Joseph Blatter will trotz der Eröffnung des Strafverfahrens keineswegs als Präsident des Fußball-Weltverbandes abtreten. Das habe der Schweizer seinen Mitarbeitern gesagt, teilt sein Anwalt mit. Schließlich habe er, so lässt Blatter ausrichten, nichts Unrechtes getan.

Joseph Blatter spricht trotz eines Strafverfahrens gegen ihn nicht vom Rücktritt als Fifa-Präsident. Im Gegenteil: Der Chef des Weltfußballballverbandes betonte in einer Rede vor Mitarbeitern in Zürich, nichts Illegales getan zu haben. Sein Anwalt Richard Cullen berichtete, sein Mandant habe die Beschäftigten informiert, dass er mit den Behörden kooperiere und Präsident bleiben wolle. Zumindest bis zum außerordentlichen Fifa-Wahlkongress am 26. Februar. "Präsident Blatter sprach heute zur Fifa-Belegschaft und informierte sie, dass er mit den Behörden kooperiere."

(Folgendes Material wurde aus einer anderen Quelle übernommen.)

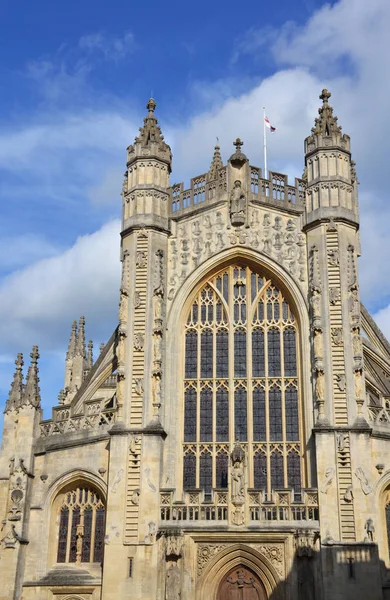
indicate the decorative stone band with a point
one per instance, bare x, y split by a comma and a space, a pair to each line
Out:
280, 508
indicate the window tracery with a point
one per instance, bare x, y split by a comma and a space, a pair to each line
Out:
81, 526
241, 383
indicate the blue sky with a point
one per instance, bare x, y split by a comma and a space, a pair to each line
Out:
75, 78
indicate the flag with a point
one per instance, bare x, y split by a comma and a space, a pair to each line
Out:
268, 124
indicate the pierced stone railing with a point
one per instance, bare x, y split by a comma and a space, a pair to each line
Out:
282, 506
97, 414
203, 191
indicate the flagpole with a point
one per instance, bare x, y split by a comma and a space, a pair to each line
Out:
265, 144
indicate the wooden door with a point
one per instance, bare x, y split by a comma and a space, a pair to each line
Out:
241, 584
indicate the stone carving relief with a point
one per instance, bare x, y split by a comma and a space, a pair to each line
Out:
139, 342
337, 336
173, 583
205, 553
327, 480
117, 480
365, 486
237, 205
201, 236
334, 295
370, 530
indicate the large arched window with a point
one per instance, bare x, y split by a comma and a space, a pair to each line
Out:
241, 383
81, 516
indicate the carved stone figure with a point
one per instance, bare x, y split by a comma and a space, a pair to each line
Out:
320, 385
237, 205
328, 478
370, 529
333, 258
365, 486
173, 583
337, 336
359, 384
341, 382
318, 345
139, 386
138, 342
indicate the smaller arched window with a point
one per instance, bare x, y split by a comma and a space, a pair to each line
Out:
81, 526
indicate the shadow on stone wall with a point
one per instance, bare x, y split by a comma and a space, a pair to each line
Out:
336, 572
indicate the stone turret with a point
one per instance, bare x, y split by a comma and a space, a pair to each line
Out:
149, 163
332, 238
216, 163
329, 170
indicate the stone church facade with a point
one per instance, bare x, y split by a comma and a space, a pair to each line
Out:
232, 439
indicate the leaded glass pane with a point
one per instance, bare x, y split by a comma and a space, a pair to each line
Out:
73, 534
191, 360
190, 415
63, 534
290, 354
294, 473
292, 422
206, 472
277, 476
258, 364
222, 467
222, 350
222, 418
240, 414
206, 356
239, 353
86, 547
189, 471
260, 470
259, 425
275, 414
206, 415
274, 364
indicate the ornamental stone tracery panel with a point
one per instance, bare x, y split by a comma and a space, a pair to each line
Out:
241, 384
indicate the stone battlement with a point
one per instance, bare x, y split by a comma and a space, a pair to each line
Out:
205, 191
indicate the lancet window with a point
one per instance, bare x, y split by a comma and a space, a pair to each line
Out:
81, 527
241, 383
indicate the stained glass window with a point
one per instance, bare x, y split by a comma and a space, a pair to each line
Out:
241, 383
81, 527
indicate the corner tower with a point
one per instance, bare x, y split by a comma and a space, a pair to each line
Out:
332, 224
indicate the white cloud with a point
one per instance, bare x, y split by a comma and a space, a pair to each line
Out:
39, 302
113, 48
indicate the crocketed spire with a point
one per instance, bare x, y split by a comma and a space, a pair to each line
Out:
16, 394
80, 342
216, 163
150, 133
32, 395
326, 124
72, 341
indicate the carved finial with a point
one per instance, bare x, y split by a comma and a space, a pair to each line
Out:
326, 123
325, 95
16, 393
80, 343
238, 144
90, 355
151, 106
72, 341
216, 163
31, 394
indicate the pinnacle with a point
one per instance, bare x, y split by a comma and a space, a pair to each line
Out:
216, 163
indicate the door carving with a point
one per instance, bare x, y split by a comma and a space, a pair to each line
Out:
241, 584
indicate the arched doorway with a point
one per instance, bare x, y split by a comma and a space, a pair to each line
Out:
241, 584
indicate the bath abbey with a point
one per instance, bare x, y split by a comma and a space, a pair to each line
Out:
232, 439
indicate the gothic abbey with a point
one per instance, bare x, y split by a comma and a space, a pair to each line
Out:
231, 441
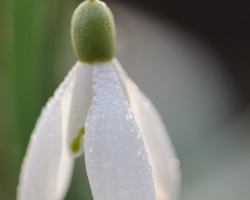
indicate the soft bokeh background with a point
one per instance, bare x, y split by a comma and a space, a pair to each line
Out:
190, 57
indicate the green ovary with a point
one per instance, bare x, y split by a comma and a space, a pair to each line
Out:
75, 145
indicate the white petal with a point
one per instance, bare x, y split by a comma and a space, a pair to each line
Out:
41, 170
116, 159
81, 101
162, 157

Am Donnerstag hatte die Schweizer Bundesanwaltschaft das Verfahren gegen Blatter wegen des "Verdachts der ungetreuen Geschäftsbesorgung" sowie eventuell "wegen Veruntreuung" eröffnet, der 79 Jahre alte Fifa-Boss wurde tags darauf als Beschuldigter vernommen. Michel Platini, Chef der Europäischen Fußball-Union Uefa, soll von Blatter eine "treuwidrige Zahlung" erhalten haben und sprach als "Auskunftsperson" vor.

Sowohl Blatter als auch Platini wiesen die Vorwürfe zurück. Blatter ließ nun durch seinen Anwalt ausrichten, dass die Zahlung von zwei Millionen Franken an Platini legitim sei. Platini habe "ein wertvolles Beschäftigungsverhältnis mit der Fifa als Berater des Präsidenten ab 1998" gehabt. "Er erklärte den Ermittlern, dass die Zahlungen eine zulässige Vergütung und nicht mehr waren und sie ordnungsgemäß innerhalb der Fifa abgerechnet wurden."

Auch Platini beteuerte in einem Brief an die Mitgliedsverbände der Uefa erneut, nichts Illegales getan zu haben. "Dieses Einkommen habe ich den zuständigen Behörden vollumfänglich und wie gesetzlich vorgesehen deklariert." Platini ließ mitteilen, sich der Ethikkommission der Fifa stellen zu wollen. Er beantragte seine Anhörung vor der Kommission.

Allerdings: Besagte zwei Millionen Franken habe er sich als Angestellter der Fifa von 1998 und 2002 verdient, so Platini. "Und nachdem erste Teilbeträge bezahlt worden waren, erfolgte im Februar 2011 die Auszahlung des ausstehenden Betrags in der Höhe von zwei Millionen Franken", schrieb Platini. "Ich bin mir bewusst, dass diese Ereignisse mein Bild in der Öffentlichkeit und meinen Ruf beeinträchtigen können, und damit auch das Bild der Uefa." Angesichts der laufenden Ermittlungen müsse er es unterlassen, detaillierte Angaben zu machen. Er sei jedoch keines Fehlverhaltens beschuldigt worden.